Il n’y a d’ailleurs aucune cérémonie funéraire dans le film de Friedkin comme s’il voulait accentuer cet effet de dissolution. Un autre flic meurt en fin de film et cette femme indic qu’il ne lâchait pas, sous peine de lui sucrer sa conditionnelle, se retrouve sous le joug d’un autre, le nouveau, le coéquipier. On monnaye des vies (l’idée de remplacer, d’échanger, inéluctablement) comme on monnaye des billets. Peu de sentiments bon marché ou bien ils sont éphémères. Pas non plus de place aux remords. Adieu les duos de flics habituels, ceux-ci ne semblent jamais attachés les uns aux autres – ça m’a un peu rappelé les voyous et les flics de Heat, ces personnages soudés mais sans attache, qui vivent en sachant qu’ils peuvent se séparer de tout la seconde suivante et notamment ce flic qui admet vivre parmi les morts qu’ils rencontrent, les voyous qu’il traque.
Après une entrée en matière qui laisse présager le contraire (ils piègent tous deux un terroriste) le film sépare aussitôt son duo, littéralement, par un saut à l’élastique (tout ne tient qu’à un fil) qui sonne comme une esquisse (d’abord anodine : Un pari réussi) puis très vite en tuant l’acolyte, froidement. Les personnages sont éternellement seuls, engloutis par la ville et quand ils se côtoient ce n’est jamais mieux que provisoire, comme une affaire qui succède à une autre, un voyou qui en remplace un autre. C’est un Los Angeles qui est sale. C’est comme si les palmiers du générique d’introduction avaient été calcinés. Comme si les rues, les routes, les métros (de French Connection) s’étaient transformés en terrain vague géant.

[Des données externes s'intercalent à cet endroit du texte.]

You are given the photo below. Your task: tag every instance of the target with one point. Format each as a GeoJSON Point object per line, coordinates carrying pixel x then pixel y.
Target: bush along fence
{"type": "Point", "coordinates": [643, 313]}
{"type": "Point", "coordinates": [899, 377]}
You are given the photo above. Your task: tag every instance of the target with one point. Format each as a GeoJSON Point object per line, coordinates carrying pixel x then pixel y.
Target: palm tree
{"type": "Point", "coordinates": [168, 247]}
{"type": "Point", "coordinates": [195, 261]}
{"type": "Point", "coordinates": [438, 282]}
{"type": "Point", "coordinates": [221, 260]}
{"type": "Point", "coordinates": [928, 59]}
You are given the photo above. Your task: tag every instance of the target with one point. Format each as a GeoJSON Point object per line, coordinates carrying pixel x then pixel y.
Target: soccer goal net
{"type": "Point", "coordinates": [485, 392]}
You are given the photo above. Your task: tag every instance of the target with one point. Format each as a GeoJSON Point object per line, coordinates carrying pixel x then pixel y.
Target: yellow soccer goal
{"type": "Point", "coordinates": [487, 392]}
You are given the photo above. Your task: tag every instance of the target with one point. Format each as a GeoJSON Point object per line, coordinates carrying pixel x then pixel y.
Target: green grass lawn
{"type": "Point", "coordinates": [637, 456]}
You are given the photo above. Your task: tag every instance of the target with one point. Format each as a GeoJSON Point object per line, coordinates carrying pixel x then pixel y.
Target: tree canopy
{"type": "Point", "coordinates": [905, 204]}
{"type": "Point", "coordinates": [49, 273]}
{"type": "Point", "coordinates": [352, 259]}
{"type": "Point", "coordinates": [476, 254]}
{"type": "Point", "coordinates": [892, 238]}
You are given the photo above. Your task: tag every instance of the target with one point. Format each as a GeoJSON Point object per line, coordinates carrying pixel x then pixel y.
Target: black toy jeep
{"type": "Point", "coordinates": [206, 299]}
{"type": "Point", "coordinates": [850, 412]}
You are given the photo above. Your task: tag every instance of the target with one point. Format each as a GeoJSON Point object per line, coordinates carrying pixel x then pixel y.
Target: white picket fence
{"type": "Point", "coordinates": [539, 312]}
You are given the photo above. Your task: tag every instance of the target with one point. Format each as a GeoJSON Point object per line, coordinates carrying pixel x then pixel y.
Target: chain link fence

Si le film fit un four public et critique en son temps c’est probablement parce que tout est bâtard en lui – Un peu dans la continuité de ce que Friedkin avait offert avec Sorcerer. Il est à l’image des quatre personnages masculins centraux : Hart, Chance, Master, Vukovich. C’est comme si chacun d’eux fuyait sa condition de personnage de fiction, en permanence. Hart en mourant prématurément, refusant ainsi de jouer le rôle du good cop en duo avec Chance, puisque le début, dans sa mouvance 80’s très marquée et sous ses allures de Miami Vice (la série de Michael Mann) annonce clairement L’arme fatale, avec le traditionnel mantra de Roger Murtaugh « Too old for this shit » scandé ici une fois la mission inaugurale accomplie, comme dans l’une de ces feel good comédies policières qui verra bientôt son heure de gloire avec les aventures de John McClane. Friedkin dynamite la construction attendue : Jamais le buddy movie n’existera.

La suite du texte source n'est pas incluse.